For those who still monitor the money supply, it has stayed nearly flat this year, increasing just over 1 percent.

And the Fed is moving expeditiously. You've likely seen that we have raised rates 300 basis points, started shrinking our balance sheet aggressively and signaled there are more rate increases to come. The transmission of these changes, especially in interest-sensitive sectors, has been rapid. Look at mortgage rates, which in mid-September had more than doubled from a year prior.

So, inflation should come down. But I don't expect its drop to be immediate nor predictable. We've been through multiple shocks, as I've discussed, and significant shocks simply take time to dampen. On the business side, I still hear firms facing wage pressure, especially for merit pay in the face of this year's cost-of-living pressures. And while margins remain healthy overall, I've heard from many businesses still working to recover costs not yet passed through. On the consumer side, while lower-income consumers are facing stress, higher-income ones seem to be continuing revenge spending.
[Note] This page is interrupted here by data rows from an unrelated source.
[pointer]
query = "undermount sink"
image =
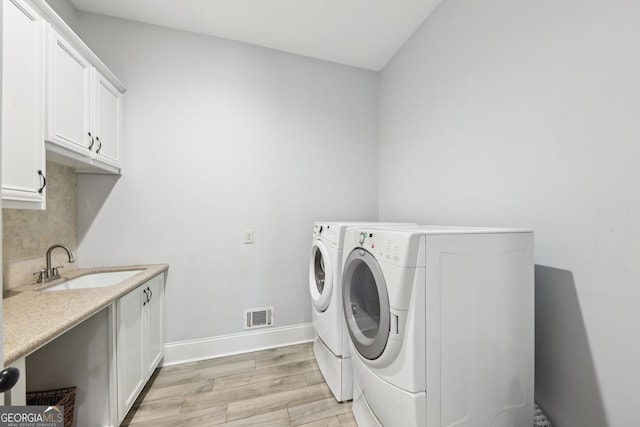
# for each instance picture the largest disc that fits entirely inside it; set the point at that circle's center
(94, 280)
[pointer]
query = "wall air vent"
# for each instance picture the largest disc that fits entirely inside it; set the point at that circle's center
(258, 317)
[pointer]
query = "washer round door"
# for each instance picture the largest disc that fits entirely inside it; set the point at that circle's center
(365, 303)
(320, 276)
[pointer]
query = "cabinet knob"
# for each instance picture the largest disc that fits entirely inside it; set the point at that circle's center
(92, 141)
(44, 181)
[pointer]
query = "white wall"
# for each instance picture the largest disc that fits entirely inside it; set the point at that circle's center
(526, 114)
(221, 137)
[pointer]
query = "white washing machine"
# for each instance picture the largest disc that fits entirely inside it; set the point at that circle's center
(441, 321)
(331, 346)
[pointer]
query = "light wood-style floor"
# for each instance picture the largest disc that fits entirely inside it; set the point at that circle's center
(277, 387)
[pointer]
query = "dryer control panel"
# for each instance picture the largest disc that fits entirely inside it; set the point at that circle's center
(398, 247)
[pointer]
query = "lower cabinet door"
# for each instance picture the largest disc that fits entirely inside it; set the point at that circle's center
(130, 349)
(154, 319)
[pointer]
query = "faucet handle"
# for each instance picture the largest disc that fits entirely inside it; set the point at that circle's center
(41, 275)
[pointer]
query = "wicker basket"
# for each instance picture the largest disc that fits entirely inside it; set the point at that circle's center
(65, 397)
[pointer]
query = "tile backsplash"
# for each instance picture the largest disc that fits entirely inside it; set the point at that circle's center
(27, 234)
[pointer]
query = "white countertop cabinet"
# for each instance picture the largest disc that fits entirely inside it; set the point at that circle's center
(107, 341)
(140, 341)
(23, 151)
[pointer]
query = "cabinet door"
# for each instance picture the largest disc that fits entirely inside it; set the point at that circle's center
(107, 125)
(129, 350)
(154, 319)
(69, 98)
(23, 152)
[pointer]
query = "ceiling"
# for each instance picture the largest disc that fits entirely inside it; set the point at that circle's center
(360, 33)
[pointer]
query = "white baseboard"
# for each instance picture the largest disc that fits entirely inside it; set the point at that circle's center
(226, 345)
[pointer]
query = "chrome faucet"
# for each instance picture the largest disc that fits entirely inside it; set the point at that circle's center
(52, 273)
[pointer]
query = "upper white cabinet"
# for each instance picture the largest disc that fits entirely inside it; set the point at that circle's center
(84, 111)
(68, 97)
(107, 121)
(23, 152)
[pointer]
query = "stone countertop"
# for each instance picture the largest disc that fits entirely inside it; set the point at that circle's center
(32, 318)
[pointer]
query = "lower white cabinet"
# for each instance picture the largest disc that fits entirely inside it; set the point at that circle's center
(109, 356)
(140, 340)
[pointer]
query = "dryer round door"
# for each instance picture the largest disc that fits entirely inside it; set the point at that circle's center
(320, 276)
(365, 303)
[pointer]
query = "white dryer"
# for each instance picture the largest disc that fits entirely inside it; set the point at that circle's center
(441, 321)
(331, 346)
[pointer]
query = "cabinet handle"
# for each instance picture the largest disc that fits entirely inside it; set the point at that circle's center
(44, 181)
(92, 141)
(8, 378)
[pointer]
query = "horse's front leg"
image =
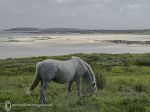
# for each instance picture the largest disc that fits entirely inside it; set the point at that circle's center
(69, 89)
(42, 92)
(78, 86)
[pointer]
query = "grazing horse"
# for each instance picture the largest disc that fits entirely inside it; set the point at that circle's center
(63, 72)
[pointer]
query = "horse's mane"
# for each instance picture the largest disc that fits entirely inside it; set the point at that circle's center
(87, 65)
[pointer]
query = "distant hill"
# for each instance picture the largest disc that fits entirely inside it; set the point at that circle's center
(75, 30)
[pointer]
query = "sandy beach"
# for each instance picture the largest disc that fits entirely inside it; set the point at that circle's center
(40, 45)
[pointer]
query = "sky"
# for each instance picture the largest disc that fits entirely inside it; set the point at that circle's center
(84, 14)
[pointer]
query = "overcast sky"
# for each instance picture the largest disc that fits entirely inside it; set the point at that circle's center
(91, 14)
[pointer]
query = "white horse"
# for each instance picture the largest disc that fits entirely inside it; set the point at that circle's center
(63, 72)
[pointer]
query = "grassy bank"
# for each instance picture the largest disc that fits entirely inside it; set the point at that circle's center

Our rate and balance sheet moves take time to bring inflation down. But the Fed will persist until they do. One of the key lessons from the '70s was not to declare victory prematurely. Perhaps we will get help from supply chain and energy market normalization. But we have the tools to bring inflation down, even if those disruptions continue. As we do, we should learn even more about the drivers of this episode and how we can avoid any recurrence.

1

Bianchi, Francesco, and Leonardo Melosi. "Inflation as a Fiscal Limit." Federal Reserve Bank of Chicago Working Paper No. 2022-37, August 2022.

2

While inflation in Japan has recently reached new highs, it is still relatively low compared to global levels.

3

This refers to the percentage change in the consumption velocity of M2 from February 2020 to April 2020.